Work Text:
The dry, dusty heat finally breaks with a low roll of thunder. They keep the bedroom window flung wide open, a soft breeze disturbing the thin curtains for the first time in weeks. Peggy made them from material she rescued from the charity shop down the street; they act as her imprint on a room that’s pure Bucky, from the messy dark sheets to the battered guitar leaning in a corner and the peeling band posters lining the walls.
Steve likes it, how the room hints at the both of them. He was with Peggy when she bought that material; he knows exactly which posters are from shows Bucky’s been to and which have been belatedly liberated from dressing rooms and club walls. Another rumble of thunder echoes around the apartment, and Peggy sighs. She’s stretched out across Bucky’s bed in a neat dress with her hair pinned up in perfect curls. Her red lips curve up, and as she smiles, Steve thinks she looks as though she stepped straight out of the 40s to find herself in this strange world she’s made her own.
“Thank god,” she murmurs. Her eyes flick across to the window for a moment, but she holds the pose.
“Want me to close it?” Steve asks. He pauses, pencil hovering over his pad, his basic rough outline almost sketched out.
“Not unless it really rains. It’s a nice break from the heat. I don’t know how you boys stand it year after year.”
“Take the heat like a man, Carter,” Bucky drawls, shouldering his bedroom door open, a bottle of beer in each hand. As he hands one to Steve, Peggy swears lazily at him and rolls her eyes.
The cold beer is refreshing as Steve drinks deeply before setting the bottle down on the threadbare carpet by his stool, but as the bed dips under Bucky’s weight, Bucky settling next to Peggy with a heavy-lidded grin, there’s no escaping the heat. It’s deep in his veins, the pit of his stomach, as Bucky mutters something low Steve doesn’t catch and nuzzles the pale, delicate skin of Peggy’s neck.
“You’ll ruin Steve’s drawing,” Peggy warns, but there’s a thread of amusement running through her voice; she laughs even as she struggles to hold still.
“I can think of more interesting things for Steve to draw,” Bucky murmurs. He flashes Steve a smirk and Steve swallows hard, fingers tightening around his pencil.
“Bucky Barnes,” Peggy says sharply, her voice prim and proper despite her own grin, “you’re embarrassing him.”
He’s blushing, then, Steve guesses, but he’s not embarrassed. It’s the low flush of pleasure that sinks through him whenever he remembers how lucky he is that they let him in like this, how he could go through lifetime after lifetime and never find another friend like Bucky, another girl like Peggy. It warms him all over, a different intensity to the pressure of the weather.

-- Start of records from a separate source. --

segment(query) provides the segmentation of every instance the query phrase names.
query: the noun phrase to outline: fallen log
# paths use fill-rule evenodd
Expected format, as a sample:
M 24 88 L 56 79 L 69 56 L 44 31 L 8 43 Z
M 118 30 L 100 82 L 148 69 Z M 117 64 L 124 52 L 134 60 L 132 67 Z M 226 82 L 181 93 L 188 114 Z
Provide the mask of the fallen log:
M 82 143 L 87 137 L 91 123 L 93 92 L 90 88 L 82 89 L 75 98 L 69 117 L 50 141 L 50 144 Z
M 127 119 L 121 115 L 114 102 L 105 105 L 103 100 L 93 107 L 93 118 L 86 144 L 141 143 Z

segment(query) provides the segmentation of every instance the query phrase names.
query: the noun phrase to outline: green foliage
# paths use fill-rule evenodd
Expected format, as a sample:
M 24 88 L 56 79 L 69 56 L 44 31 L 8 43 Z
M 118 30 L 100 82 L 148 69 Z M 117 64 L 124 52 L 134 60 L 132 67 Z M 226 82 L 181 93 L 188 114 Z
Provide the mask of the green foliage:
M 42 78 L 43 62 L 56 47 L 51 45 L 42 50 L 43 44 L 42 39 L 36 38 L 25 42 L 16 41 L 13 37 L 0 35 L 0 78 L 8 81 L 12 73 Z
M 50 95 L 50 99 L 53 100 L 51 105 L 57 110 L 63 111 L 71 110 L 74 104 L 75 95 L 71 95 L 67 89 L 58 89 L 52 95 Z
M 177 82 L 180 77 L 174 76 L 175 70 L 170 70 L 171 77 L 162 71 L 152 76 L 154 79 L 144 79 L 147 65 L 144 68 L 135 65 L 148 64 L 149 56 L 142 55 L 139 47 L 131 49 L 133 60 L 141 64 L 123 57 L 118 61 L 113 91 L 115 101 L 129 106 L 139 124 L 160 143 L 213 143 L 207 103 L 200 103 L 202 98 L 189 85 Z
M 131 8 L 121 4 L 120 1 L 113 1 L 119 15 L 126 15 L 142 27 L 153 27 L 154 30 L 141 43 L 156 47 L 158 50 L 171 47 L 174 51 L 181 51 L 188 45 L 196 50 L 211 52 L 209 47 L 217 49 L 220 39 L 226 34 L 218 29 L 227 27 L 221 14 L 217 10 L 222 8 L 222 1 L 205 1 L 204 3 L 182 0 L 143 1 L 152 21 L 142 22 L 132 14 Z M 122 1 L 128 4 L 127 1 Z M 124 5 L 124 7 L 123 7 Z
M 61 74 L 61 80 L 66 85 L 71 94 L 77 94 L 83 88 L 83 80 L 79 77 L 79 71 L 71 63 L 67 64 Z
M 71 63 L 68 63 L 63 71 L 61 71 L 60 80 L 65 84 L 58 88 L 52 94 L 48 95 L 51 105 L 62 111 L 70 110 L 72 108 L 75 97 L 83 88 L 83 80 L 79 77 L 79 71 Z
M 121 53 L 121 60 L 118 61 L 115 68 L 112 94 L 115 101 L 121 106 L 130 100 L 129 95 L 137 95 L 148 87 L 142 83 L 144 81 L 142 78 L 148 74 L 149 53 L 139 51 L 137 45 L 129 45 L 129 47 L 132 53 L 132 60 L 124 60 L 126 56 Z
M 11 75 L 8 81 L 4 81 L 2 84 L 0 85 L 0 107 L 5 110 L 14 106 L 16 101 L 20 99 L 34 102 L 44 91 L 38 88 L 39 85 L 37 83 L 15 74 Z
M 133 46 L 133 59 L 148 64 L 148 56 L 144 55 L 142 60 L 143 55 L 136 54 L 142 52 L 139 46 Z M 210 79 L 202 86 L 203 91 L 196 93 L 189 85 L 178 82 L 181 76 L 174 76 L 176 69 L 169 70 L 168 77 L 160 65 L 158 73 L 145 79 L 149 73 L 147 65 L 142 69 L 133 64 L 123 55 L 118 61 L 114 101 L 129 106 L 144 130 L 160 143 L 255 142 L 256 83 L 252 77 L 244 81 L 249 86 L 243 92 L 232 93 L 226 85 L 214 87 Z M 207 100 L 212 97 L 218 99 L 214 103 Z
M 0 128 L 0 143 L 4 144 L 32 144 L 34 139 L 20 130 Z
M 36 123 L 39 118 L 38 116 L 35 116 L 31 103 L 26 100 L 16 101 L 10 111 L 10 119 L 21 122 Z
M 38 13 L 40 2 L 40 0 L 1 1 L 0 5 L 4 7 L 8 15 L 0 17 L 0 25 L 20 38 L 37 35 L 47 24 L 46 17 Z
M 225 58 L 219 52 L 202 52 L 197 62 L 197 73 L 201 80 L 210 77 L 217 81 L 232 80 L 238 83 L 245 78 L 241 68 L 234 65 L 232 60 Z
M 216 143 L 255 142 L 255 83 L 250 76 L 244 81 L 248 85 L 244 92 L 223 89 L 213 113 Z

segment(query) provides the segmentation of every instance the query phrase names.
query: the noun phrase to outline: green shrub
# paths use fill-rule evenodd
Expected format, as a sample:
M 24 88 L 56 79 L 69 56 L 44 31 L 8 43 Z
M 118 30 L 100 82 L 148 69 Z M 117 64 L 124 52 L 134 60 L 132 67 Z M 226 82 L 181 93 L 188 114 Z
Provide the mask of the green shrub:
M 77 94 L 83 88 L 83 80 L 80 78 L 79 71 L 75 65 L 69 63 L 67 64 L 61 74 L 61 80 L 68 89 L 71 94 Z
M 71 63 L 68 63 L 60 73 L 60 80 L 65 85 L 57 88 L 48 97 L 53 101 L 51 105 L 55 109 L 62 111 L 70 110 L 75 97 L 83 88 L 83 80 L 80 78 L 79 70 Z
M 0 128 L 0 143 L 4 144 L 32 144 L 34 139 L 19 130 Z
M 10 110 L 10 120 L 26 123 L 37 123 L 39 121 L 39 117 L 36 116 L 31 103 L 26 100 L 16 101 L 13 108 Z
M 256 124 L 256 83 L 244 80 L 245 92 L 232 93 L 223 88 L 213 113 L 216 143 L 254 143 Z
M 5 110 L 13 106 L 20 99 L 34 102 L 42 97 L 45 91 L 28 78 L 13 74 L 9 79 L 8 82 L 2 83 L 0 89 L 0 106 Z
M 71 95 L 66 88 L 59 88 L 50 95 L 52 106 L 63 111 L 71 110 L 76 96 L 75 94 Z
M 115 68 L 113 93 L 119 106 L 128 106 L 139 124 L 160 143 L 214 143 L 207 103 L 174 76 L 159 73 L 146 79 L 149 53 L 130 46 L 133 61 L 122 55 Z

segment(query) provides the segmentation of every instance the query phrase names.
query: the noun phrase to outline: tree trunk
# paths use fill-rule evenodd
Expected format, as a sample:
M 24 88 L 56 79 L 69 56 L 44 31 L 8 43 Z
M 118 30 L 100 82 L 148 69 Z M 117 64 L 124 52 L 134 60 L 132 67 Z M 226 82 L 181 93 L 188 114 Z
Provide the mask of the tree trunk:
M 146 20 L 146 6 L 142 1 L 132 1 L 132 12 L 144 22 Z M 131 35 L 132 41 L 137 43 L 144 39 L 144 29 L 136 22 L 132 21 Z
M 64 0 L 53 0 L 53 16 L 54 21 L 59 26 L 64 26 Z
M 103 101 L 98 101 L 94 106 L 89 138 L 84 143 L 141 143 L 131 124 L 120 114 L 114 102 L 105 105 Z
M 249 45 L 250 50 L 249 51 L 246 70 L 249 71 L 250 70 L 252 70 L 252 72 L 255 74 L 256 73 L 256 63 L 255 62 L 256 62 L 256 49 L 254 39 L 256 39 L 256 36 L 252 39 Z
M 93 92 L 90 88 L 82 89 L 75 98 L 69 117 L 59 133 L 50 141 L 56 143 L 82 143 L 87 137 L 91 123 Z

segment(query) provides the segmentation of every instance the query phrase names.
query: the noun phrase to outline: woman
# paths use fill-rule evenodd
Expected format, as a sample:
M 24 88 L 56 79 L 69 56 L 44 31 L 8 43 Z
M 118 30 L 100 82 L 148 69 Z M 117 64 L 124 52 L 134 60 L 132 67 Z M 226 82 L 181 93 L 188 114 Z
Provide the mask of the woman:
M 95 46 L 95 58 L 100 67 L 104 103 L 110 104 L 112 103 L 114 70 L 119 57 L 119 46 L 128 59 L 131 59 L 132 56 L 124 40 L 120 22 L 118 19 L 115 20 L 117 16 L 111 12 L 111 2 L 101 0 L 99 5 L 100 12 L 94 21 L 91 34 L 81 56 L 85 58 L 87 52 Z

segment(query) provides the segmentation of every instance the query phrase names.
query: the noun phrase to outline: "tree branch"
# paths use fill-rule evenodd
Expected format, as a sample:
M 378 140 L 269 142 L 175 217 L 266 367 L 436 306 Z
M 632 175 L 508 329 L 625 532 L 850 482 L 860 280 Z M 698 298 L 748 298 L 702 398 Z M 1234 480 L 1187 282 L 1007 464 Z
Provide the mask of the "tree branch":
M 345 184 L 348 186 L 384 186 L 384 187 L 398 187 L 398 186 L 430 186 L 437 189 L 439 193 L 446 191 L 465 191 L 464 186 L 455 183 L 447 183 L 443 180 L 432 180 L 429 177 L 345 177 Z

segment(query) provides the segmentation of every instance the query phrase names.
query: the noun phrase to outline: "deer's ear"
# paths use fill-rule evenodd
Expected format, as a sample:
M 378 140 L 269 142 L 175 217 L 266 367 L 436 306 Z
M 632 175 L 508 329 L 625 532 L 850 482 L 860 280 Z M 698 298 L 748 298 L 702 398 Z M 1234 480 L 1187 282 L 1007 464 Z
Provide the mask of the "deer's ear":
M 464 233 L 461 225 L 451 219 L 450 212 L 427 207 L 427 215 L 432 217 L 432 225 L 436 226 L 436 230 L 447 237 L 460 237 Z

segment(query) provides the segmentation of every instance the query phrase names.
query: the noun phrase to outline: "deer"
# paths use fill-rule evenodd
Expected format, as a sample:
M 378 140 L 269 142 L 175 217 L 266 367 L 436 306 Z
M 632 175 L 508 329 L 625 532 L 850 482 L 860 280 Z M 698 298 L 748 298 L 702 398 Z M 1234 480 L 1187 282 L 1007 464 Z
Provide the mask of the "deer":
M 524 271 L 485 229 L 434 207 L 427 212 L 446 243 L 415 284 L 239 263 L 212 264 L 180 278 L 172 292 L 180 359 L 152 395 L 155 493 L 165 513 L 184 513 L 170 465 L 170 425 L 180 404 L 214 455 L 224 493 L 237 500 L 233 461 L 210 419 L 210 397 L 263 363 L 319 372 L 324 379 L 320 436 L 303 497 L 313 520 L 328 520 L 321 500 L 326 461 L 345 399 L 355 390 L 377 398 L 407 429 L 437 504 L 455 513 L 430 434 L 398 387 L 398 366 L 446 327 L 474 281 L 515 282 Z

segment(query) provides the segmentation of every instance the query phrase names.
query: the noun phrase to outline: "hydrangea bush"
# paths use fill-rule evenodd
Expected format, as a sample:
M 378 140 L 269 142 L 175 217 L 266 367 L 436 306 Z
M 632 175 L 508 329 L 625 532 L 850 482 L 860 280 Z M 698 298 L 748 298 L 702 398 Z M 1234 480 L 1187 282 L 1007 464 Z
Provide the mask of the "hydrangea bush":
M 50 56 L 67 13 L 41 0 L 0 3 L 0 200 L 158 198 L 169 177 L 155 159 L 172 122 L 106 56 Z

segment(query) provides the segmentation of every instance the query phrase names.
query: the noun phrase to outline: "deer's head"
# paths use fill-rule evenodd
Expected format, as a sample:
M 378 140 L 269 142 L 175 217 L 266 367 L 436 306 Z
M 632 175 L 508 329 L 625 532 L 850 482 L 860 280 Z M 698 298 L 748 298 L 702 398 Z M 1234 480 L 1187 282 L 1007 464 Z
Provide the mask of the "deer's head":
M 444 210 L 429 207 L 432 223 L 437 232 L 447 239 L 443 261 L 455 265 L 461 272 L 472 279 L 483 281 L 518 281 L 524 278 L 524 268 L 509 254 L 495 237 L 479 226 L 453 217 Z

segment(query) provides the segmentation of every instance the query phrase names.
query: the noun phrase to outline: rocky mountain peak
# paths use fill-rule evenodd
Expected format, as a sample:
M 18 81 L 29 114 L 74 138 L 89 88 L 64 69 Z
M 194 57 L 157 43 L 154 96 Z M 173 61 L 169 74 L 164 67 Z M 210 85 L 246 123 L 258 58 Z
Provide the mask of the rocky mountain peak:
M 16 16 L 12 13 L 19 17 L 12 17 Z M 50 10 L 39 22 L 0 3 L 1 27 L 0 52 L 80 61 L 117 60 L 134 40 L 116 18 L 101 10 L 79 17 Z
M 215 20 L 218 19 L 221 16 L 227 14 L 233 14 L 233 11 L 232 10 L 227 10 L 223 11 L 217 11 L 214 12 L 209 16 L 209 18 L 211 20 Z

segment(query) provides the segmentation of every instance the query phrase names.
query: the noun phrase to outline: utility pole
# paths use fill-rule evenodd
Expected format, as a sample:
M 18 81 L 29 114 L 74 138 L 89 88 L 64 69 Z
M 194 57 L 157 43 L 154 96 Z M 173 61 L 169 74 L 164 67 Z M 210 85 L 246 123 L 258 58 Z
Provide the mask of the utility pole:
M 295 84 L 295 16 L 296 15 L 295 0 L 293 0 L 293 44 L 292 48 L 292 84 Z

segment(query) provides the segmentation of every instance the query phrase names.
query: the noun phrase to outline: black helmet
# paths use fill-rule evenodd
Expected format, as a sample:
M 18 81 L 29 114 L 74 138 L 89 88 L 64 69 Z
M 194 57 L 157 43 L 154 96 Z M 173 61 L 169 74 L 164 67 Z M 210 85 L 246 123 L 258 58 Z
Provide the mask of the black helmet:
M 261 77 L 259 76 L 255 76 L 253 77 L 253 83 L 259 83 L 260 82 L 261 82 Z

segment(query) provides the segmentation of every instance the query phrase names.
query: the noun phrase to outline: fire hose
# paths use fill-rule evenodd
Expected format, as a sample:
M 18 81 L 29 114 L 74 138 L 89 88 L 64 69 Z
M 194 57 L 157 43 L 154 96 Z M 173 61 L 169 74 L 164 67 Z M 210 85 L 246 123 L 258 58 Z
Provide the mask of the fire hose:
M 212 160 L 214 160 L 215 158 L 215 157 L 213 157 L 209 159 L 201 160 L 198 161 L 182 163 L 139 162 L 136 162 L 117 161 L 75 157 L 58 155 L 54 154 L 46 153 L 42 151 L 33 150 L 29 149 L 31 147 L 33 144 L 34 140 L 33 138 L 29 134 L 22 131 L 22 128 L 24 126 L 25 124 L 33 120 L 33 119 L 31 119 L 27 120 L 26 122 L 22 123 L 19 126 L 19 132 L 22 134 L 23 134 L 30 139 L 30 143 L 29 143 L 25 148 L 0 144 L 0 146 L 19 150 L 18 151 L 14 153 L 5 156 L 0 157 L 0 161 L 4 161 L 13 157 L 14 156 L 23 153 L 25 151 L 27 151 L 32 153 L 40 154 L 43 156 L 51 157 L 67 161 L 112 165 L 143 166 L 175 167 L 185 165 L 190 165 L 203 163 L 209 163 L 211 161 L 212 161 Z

“He’s not as innocent as he makes out he is, you know.” Bucky’s lips are on Peggy’s neck again, the words muffled.
Peggy laughs, and there’s something dirty curling around the edges of the sound like smoke. “Oh, I know.”
“I am here,” Steve points out midlly, looking down at the sketchpad in his lap. "I can hear you." He’s got enough of an outline of Peggy that he can fill in the details later; she makes such a striking sight against Bucky’s sheets that he’s not likely to forget anything.
He flips over to a new, blank page and looks back up at the two of them, waiting.